Anche i quartieri di Milano hanno un’identità da saper “leggere”: che ci fa un tavolo da ping pong?

Milano

L’identità di Milano è nell’immaginario collettivo, ben radicata, con la fierezza di appartenere per nascita o per adozione a una città che vive la solidarietà e la laboriosità con istinto naturale. E, per un attimo, dimentichiamo la tragedia del virus, la realtà di una città snaturata, a volte irriconoscibile, ombra di se stessa per cause di forza maggiore. Ma Sala, con un intuito superficiale e grossolano, da tempo immagina una trasformazione senza logica e conoscenza del territorio. Il programma “Piazze aperte” che persegue, rendendo Milano un Arlecchino a beneficio dei migranti, rom e similari, è la dimostrazione che Sala ignora quanto in una città pulsi un capitale umano da capire e valorizzare. E non sono casuali l’estremo degrado delle periferie, i bivacchi, le occupazioni abusive degli immigrati. Un tavolo da pingpong, due righe gialle a delimitare le illogiche piste ciclabili, sono controproducenti, se veramente si vuole amare una città, l’identità dei suoi quartieri, il rispetto soprattutto degli abitanti.

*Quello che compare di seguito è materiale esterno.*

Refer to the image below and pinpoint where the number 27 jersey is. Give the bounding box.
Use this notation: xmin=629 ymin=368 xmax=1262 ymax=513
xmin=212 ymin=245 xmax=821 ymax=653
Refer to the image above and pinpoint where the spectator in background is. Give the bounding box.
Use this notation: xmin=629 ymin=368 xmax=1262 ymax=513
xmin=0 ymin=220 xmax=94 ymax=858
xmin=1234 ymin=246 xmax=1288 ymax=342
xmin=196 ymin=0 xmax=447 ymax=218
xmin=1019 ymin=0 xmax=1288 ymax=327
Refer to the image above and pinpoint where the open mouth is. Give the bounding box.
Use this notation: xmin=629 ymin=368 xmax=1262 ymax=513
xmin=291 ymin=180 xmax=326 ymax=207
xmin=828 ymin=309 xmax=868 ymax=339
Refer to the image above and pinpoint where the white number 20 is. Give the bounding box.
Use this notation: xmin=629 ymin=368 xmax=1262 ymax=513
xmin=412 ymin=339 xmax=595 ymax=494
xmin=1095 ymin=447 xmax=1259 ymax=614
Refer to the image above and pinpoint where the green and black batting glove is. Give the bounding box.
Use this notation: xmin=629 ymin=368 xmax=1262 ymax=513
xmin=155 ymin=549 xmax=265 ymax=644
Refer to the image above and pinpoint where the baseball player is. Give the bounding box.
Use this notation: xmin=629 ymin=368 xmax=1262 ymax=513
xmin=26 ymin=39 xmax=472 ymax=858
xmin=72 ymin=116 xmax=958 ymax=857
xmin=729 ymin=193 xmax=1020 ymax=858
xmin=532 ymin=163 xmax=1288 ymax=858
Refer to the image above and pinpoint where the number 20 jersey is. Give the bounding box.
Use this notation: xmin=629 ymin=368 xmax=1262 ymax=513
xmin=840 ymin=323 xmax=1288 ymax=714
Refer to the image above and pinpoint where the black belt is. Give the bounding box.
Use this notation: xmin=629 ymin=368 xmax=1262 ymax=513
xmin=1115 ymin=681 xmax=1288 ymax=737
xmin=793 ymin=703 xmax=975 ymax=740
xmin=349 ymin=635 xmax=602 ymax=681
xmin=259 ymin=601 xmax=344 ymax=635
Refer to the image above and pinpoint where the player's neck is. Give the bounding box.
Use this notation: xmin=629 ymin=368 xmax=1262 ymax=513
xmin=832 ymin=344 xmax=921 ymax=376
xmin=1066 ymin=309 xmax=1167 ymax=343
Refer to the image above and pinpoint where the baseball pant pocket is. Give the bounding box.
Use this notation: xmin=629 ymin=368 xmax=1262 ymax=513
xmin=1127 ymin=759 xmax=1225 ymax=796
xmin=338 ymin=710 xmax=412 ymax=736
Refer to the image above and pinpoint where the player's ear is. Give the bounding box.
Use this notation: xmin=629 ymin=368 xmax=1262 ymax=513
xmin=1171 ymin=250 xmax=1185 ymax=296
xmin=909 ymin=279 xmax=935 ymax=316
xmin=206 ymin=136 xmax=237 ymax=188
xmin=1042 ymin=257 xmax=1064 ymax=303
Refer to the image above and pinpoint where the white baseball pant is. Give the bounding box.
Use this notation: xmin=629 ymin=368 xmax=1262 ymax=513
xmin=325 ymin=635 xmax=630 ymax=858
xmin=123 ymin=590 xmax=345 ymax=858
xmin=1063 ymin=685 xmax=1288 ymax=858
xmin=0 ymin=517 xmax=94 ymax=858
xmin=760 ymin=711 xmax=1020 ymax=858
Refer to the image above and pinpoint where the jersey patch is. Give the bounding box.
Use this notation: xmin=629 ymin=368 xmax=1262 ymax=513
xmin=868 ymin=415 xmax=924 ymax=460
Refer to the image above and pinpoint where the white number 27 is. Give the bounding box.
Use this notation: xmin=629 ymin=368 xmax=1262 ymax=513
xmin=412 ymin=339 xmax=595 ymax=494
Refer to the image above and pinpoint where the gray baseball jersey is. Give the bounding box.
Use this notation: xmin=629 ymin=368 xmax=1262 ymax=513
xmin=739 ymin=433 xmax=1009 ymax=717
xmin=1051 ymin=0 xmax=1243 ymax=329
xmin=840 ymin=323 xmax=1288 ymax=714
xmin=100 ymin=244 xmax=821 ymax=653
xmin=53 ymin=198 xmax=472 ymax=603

Mi diceva il prof. Cesare Stevan, Preside storico della Facoltà di Architettura del Politecnico “E’ evidente che occorre prioritariamente ricostruire la storia di un quartiere, dare un’identità ai suoi cittadini. Non è una cosa semplice, soprattutto con un mix di abitanti spesso molto diversi, ma occorre ristabilire questa identità in cui riconoscersi e non tollerare ciò che è intollerabile. Non lasciar spazio a ricatti o  intimidazioni. Il ripristino della legalità è essenziale, anche con atti repressivi e apparentemente impopolari. Ma importante soprattutto è dare un futuro, definire scenari di sviluppo per il quartiere e per il miglioramento della vita dei suoi abitanti. E’ indispensabile fare un progetto che parte dal cercare i punti di forza, creare una gerarchia di interventi, identificare l’elemento di omogeneità dei cittadini, rifacendosi alla loro storia che sarà centrale nella ricostruzione della loro identità. Le risorse umane ci sono e sono le risorse da cui non si può prescindere. Si devono censire anche le risorse ambientali: rapporto tra parte edificata e verde, rete dei trasporti, restaurare eventuali strutture architettoniche degradate, per evidenziare le potenzialità della zona. La soluzione è saper leggere il territorio e avere una visione strategica del suo sviluppo, formulando in base a questa un progetto da rendere condiviso. Spesso le risorse disponibili sono di più di quelle necessarie. E’ evidente quindi che ci vuole impegno, tenacia e soprattutto la convinzione che il degrado non è ineluttabile e che anche quella parte di città che qualcuno definisce periferia può essere bella  e rappresentare una nuova centralità. E ci vogliono idee, invenzioni, fantasia, impegno politico.”

Oggi appaiono come “luoghi dell’assenza” di identità, di storia, di memorie. Non si trasformano i punti di riferimento, quel glicine all’angolo della strada, la panchina solitaria, la fontanella senza acqua, la cappella con la Madonnina, sovrapponendo progetti con asfalto colorato e monopattini in gara di velocità. Ma a Sala non interessa “leggere” il territorio.